Klärschlammverbot im Wasserschutzgebiet

Landwirtschaftlicher Betrieb erhält Ausgleich für verbotsbedingt höhere Düngerkosten

onlineurteile.de - Seit Anfang 2011 ist es in Niedersachsen verboten, landwirtschaftliche Flächen in bestimmten Wasserschutzgebieten mit Klärschlamm zu düngen. Ein landwirtschaftlicher Betrieb, der u.a. rund 175 Hektar Ackerflächen in so einem Gebiet bewirtschaftet, verlangte von der Wasserbehörde des Landkreises Entschädigung.

Er hatte wegen des Verbots für andere Dünger 21.606 Euro ausgeben müssen. Laut Wasserhaushaltsgesetz besteht Anspruch auf Ausgleich, wenn eine Verordnung zum Gewässerschutz für landwirtschaftliche Betriebe zu "erhöhten Anforderungen" führt.

Die Wasserbehörde wies die Forderung zurück: Von "erhöhten Anforderungen" durch das Verbot könne hier keine Rede sein. Beim Obst- und Gemüseanbau sei der Einsatz von Klärschlamm aus guten Gründen sowieso längst verboten. Klärschlamm gefährde potenziell das Grundwasser, z.B. durch Tenside oder Medikamentenrückstände, in Wasserschutzgebieten gelte das erst recht. Daher sei es dort immer schon bedenklich gewesen, landwirtschaftliche Flächen mit Klärschlamm zu düngen — auch vor dem Verbot.

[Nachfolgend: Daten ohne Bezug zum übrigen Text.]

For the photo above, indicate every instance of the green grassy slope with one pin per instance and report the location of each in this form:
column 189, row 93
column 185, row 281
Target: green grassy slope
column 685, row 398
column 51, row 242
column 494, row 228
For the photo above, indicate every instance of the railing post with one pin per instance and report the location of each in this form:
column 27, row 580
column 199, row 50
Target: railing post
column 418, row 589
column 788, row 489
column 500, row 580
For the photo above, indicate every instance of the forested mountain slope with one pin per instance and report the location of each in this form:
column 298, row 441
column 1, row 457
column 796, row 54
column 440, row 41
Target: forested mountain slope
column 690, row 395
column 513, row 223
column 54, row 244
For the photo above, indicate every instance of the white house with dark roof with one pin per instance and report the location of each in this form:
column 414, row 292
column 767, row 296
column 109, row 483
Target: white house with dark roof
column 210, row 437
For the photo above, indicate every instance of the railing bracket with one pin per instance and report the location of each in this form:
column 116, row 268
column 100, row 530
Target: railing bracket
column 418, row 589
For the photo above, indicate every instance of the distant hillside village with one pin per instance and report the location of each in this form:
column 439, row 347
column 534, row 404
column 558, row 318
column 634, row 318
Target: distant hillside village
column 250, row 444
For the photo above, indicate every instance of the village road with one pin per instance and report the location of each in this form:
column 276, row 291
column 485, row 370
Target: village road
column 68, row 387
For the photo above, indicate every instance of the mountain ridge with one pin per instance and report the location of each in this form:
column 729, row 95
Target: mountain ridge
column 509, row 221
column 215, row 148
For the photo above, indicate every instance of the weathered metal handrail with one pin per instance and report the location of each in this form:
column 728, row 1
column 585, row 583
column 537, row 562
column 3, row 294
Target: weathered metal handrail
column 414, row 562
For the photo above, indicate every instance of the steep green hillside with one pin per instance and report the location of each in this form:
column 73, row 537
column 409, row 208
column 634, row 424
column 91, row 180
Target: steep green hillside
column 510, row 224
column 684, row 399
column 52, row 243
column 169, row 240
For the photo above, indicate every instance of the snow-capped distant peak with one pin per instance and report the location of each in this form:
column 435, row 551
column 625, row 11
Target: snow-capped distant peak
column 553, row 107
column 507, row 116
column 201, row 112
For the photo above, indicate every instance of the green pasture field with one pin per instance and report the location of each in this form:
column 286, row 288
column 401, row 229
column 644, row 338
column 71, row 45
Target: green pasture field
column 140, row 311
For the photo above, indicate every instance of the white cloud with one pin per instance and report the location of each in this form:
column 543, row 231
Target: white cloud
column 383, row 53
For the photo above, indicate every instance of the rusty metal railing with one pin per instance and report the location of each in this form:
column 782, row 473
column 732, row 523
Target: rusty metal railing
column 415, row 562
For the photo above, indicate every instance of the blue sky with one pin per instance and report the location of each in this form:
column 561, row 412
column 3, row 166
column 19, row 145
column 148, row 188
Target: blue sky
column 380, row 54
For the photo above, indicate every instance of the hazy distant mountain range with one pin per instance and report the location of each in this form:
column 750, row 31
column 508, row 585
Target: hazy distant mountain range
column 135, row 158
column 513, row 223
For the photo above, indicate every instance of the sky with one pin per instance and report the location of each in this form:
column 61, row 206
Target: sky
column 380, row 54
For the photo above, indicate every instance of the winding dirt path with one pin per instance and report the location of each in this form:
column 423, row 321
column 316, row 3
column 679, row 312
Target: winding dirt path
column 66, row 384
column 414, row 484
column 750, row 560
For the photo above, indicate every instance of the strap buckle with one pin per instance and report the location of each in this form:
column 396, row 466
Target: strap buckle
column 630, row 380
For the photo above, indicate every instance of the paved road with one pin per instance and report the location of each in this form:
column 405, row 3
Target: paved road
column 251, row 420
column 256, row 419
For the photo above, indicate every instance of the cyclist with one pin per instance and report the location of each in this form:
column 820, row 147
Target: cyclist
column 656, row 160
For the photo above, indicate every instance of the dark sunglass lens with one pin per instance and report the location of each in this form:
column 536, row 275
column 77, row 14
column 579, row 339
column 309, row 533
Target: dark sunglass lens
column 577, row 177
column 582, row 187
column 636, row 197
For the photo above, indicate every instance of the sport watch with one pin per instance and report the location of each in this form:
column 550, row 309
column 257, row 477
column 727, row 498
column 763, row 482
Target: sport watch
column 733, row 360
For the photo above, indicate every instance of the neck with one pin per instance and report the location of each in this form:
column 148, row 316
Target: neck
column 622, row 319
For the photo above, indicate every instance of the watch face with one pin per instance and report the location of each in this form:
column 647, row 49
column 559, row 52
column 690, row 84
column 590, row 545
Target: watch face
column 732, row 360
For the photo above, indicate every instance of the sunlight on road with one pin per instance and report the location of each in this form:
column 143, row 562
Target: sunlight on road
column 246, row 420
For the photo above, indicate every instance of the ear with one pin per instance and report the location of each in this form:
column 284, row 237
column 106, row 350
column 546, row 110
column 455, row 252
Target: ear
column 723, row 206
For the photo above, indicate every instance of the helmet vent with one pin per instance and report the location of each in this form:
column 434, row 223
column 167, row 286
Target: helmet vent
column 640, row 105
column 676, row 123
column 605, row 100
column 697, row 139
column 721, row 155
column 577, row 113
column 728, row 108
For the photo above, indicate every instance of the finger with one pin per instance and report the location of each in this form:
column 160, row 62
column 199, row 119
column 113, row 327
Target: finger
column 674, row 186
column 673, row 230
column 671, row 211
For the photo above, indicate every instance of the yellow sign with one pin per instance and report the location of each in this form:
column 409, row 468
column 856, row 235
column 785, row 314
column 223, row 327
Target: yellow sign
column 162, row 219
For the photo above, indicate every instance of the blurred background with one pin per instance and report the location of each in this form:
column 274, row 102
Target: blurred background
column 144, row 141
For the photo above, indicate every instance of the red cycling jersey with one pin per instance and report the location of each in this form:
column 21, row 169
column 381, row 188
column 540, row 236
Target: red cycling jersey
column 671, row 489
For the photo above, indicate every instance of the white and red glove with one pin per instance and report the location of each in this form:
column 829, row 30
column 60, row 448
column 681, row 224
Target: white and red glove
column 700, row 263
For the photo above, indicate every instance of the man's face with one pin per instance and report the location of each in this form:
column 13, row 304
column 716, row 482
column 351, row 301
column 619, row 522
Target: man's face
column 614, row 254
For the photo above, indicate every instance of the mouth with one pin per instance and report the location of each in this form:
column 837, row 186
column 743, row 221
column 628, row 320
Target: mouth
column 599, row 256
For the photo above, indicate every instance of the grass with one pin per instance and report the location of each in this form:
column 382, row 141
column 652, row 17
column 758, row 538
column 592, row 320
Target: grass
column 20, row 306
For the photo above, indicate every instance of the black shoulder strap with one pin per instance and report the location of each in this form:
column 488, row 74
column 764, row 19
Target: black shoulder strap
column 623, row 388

Das Oberverwaltungsgericht (OVG) Lüneburg verurteilte die Wasserbehörde zur Zahlung (13 LC 204/14). Das Landwirtschaftsministerium habe es noch 2011 als fachlich "ok" eingestuft, Äcker mit Klärschlamm zu düngen, betonte das OVG. Dann sei diese Praxis auf den Feldern des betroffenen landwirtschaftlichen Unternehmens ja wohl ebenfalls "fachlich wünschenswert" gewesen.

Selbstverständlich sei der Schutz des Grundwassers besonders wichtig. Unzutreffend sei aber die Schlussfolgerung der Behörde, dass das Düngen mit Klärschlamm in der Schutzzone schon vor dem Verbot hätte unterbleiben müssen. Der landwirtschaftliche Betrieb habe den Klärschlamm regelmäßig kontrollieren lassen, sämtliche Grenzwerte für Schadstoffe (Schwermetalle etc.) eingehalten und vorschriftsgemäß jede Düngung mit Klärschlamm bei der Unteren Wasserbehörde angezeigt.

Jahrzehntelang sei die Behörde damit einverstanden gewesen, habe auch nie das Grundwasser auf den Feldern des Unternehmens beanstandet. Damit stehe fest, dass erst das Klärschlammverbot 2011 die ordnungsgemäße landwirtschaftliche Bewirtschaftung der Felder durch das Unternehmen eingeschränkt habe. Da der Betrieb durch die Schutzvorschrift zu Gunsten des Grundwassers belastet worden sei, stehe ihm finanzieller Ausgleich zu.